The International Monetary Fund (IMF) has approved the dispersal of $ 110.5 million to Kenya, following a positive review of the country’s economic climate.
The pay-out comes as part of an agreed three-year Extended Credit Facility (ECF), which has the potential to see the IMF provide funding to the East African country of as much as $750.6 million.
The ECF was agreed on January 31st 2011 for a total facility amount of $500.4 million, which was increased some months later in December 2011 to the current total facility figure.
The IMF on Wednesday completed its fourth review of Kenya’s economic arena, and based on its findings granted approval for the draw-down of the $110.5 million.
“Economic activity in Kenya is rebounding after slowing down in 2011/12, helped by improved macroeconomic stability, foreign investment in oil and natural gas exploitation, and favorable weather conditions,” said Mr. Naoyuki Shinohara, Deputy Managing Director and Acting Chair of the IMF’s Executive Board in a statement.
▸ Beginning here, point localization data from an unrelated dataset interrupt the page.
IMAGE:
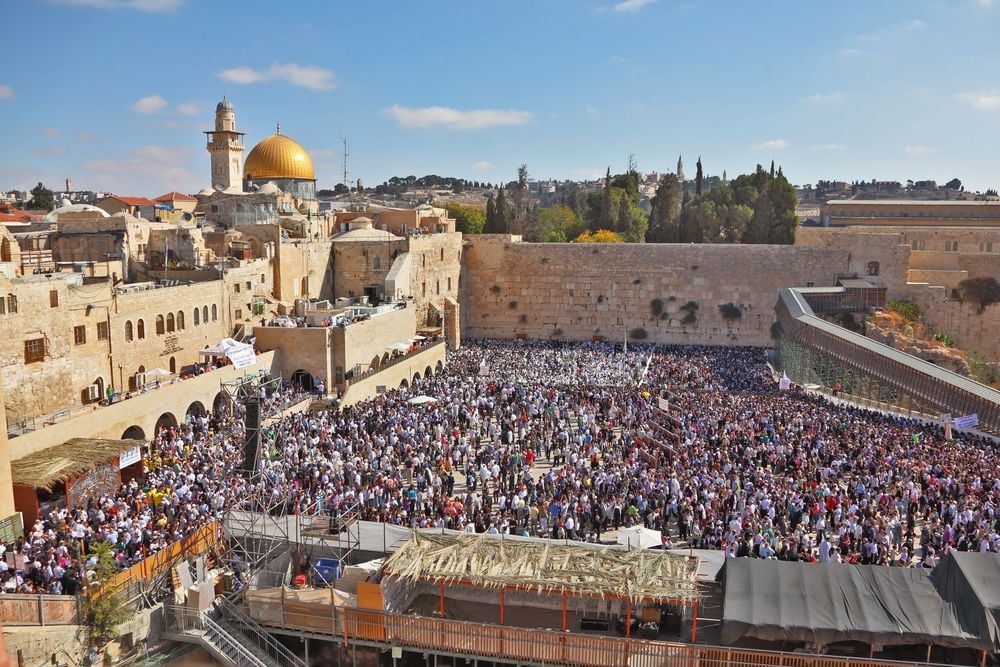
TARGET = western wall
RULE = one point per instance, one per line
(668, 293)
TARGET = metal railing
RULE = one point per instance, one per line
(194, 624)
(249, 629)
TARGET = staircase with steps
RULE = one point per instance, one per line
(229, 635)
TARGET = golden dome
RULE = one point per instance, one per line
(278, 157)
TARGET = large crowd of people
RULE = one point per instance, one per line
(569, 442)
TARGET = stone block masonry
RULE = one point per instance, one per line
(663, 293)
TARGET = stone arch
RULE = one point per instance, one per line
(302, 378)
(219, 403)
(196, 409)
(134, 433)
(166, 420)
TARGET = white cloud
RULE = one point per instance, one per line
(983, 101)
(825, 98)
(632, 5)
(771, 145)
(453, 119)
(149, 104)
(304, 76)
(138, 5)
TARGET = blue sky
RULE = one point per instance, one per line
(115, 93)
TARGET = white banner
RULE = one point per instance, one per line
(968, 421)
(129, 456)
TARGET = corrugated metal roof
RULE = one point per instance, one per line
(800, 310)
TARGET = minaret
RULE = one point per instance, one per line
(225, 145)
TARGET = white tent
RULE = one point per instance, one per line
(638, 537)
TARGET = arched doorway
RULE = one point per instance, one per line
(302, 378)
(196, 409)
(134, 433)
(166, 420)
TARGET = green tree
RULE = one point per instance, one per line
(491, 226)
(468, 219)
(665, 210)
(606, 220)
(42, 198)
(104, 607)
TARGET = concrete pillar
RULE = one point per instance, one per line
(6, 483)
(452, 323)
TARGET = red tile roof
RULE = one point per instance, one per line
(133, 201)
(175, 196)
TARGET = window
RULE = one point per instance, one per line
(34, 350)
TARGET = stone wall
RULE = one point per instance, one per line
(583, 291)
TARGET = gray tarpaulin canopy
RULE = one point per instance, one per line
(971, 583)
(823, 604)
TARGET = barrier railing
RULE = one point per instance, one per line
(528, 645)
(22, 609)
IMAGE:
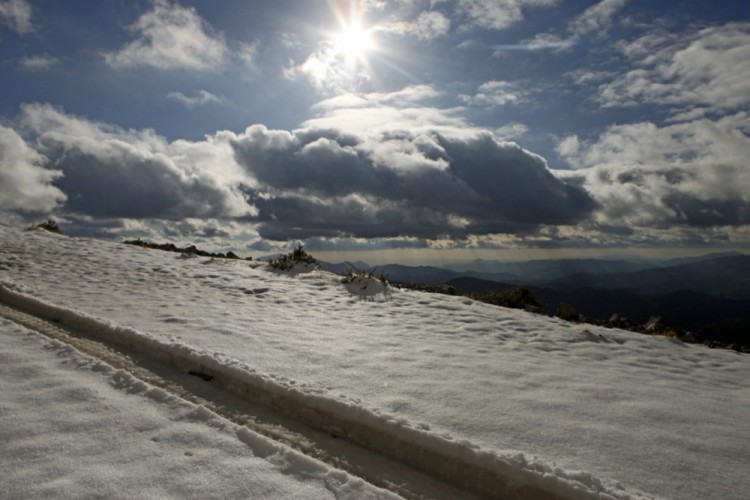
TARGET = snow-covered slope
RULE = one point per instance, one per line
(585, 410)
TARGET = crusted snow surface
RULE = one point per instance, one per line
(578, 411)
(74, 427)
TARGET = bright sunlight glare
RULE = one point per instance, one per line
(353, 42)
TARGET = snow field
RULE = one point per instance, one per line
(74, 427)
(459, 463)
(611, 413)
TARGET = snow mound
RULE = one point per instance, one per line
(460, 463)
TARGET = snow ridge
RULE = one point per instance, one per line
(459, 463)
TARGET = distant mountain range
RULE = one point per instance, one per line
(708, 295)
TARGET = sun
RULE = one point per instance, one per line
(353, 42)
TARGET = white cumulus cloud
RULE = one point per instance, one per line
(170, 37)
(25, 184)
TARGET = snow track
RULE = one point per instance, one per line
(409, 462)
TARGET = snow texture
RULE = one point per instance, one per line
(580, 411)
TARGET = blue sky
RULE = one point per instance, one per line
(389, 129)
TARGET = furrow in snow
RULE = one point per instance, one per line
(458, 464)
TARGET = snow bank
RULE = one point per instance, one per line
(459, 463)
(74, 427)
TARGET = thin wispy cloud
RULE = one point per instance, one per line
(39, 62)
(169, 37)
(200, 98)
(16, 14)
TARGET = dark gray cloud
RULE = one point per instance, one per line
(393, 182)
(689, 174)
(109, 172)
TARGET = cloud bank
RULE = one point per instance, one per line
(170, 37)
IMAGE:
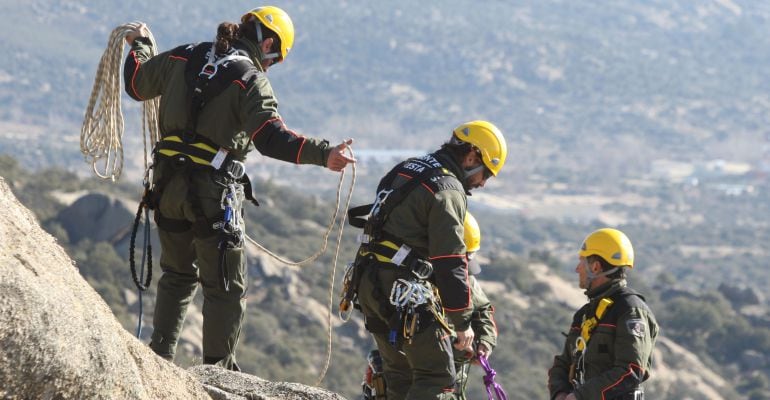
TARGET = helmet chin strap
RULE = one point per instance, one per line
(590, 276)
(267, 56)
(473, 171)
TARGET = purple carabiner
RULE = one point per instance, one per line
(489, 381)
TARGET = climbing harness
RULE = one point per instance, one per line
(577, 369)
(230, 228)
(101, 144)
(494, 390)
(101, 136)
(407, 296)
(413, 298)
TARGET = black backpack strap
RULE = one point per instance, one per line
(207, 79)
(424, 170)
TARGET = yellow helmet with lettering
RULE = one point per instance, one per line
(472, 233)
(278, 21)
(610, 244)
(488, 140)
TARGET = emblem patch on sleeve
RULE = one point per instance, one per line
(636, 327)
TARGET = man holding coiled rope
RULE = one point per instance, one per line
(216, 106)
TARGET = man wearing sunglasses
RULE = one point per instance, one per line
(216, 106)
(413, 234)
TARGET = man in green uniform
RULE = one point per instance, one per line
(608, 352)
(413, 244)
(482, 319)
(216, 106)
(482, 323)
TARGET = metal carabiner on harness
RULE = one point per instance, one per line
(236, 169)
(421, 269)
(209, 70)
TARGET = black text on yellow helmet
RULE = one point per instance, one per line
(278, 21)
(610, 244)
(488, 140)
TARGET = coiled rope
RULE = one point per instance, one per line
(321, 251)
(101, 136)
(101, 140)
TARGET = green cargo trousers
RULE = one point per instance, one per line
(190, 257)
(420, 370)
(462, 368)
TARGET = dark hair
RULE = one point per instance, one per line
(619, 274)
(227, 33)
(457, 148)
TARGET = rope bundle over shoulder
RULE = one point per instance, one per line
(101, 136)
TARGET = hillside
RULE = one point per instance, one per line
(285, 330)
(648, 116)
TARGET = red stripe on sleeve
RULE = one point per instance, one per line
(300, 148)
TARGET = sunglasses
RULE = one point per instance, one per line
(487, 173)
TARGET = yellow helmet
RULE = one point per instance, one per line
(472, 233)
(488, 139)
(611, 244)
(278, 21)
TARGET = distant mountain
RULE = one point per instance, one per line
(661, 78)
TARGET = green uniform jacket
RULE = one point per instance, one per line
(432, 225)
(618, 356)
(242, 117)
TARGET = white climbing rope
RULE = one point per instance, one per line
(101, 142)
(101, 136)
(335, 217)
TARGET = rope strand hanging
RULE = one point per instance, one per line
(101, 142)
(101, 136)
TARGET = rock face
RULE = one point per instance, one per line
(58, 337)
(59, 340)
(98, 217)
(226, 385)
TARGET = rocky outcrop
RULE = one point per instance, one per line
(58, 338)
(227, 385)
He added: “Inflation has declined substantially, net international reserves have increased, public debt is low, and pressures on the exchange rate have dissipated. Kenya has also made progress in reducing its economic vulnerabilities.”
Shinohara also praised the country’s Central Bank, for having maintained strict policies intent on facilitating a turn-up for the Kenyan economy. He said: “The Central Bank of Kenya’s tight monetary policy stance has helped bring inflation down. Given low inflation expectations, the Central Bank cut its policy rate recently, and there may be scope for further monetary easing if economic conditions warrant.”
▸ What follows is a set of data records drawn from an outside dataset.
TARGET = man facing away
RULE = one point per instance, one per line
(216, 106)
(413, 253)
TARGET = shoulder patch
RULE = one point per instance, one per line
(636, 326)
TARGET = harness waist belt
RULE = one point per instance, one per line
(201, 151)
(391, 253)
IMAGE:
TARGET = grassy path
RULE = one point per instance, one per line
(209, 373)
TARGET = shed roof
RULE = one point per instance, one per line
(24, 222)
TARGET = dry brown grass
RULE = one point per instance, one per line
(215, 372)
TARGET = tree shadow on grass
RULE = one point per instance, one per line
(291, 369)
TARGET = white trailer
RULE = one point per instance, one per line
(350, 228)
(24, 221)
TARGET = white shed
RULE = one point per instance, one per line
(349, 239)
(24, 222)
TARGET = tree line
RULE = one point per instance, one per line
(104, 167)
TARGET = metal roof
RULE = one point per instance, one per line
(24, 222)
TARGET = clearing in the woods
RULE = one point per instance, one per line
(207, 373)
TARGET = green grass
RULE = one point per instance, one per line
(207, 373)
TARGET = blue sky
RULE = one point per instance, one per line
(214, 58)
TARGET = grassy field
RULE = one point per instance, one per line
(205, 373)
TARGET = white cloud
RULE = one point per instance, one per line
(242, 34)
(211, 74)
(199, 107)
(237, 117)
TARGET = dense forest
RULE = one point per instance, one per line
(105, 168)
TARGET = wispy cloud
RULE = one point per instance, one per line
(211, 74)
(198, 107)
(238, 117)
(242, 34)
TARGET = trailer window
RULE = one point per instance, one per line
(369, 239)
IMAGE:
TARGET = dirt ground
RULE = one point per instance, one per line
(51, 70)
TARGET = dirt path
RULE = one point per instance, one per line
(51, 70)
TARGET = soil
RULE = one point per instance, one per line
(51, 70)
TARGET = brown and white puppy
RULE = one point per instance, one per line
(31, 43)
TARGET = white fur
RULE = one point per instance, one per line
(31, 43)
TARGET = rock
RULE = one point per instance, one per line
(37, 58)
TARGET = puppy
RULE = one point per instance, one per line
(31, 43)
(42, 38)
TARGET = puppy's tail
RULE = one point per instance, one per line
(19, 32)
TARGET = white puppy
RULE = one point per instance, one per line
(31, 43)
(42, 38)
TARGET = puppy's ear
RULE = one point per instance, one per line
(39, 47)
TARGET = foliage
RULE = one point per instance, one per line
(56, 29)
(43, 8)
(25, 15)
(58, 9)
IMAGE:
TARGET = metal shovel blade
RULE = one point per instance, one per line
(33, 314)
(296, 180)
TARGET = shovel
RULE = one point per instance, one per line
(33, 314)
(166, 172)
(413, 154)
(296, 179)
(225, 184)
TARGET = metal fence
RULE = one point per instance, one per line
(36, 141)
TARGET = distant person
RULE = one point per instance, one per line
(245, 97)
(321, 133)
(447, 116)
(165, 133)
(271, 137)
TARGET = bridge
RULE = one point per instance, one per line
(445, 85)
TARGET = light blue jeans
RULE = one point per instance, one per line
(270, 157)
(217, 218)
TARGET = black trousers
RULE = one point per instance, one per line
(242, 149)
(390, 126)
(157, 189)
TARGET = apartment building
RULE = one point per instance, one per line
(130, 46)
However, Kenya does still face certain challenges in its road to economic stability, with the IMF expressing concerns in particular with regard to the up-coming elections billed for early 2013 – the first since the country experience wide-spread civil violence following the 2007 presidential elections.
The IMF also noted that there may be possible side-effects of the global economic slow-down, with Shinohara saying: “Looking forward, risks to the program arise from a weakened global financial conditions and rising oil prices, which could derail Kenya’s favorable economic performance. Further efforts to build policy buffers should enhance Kenya’s economic resilience and ensure a sustained and strong economic expansion.”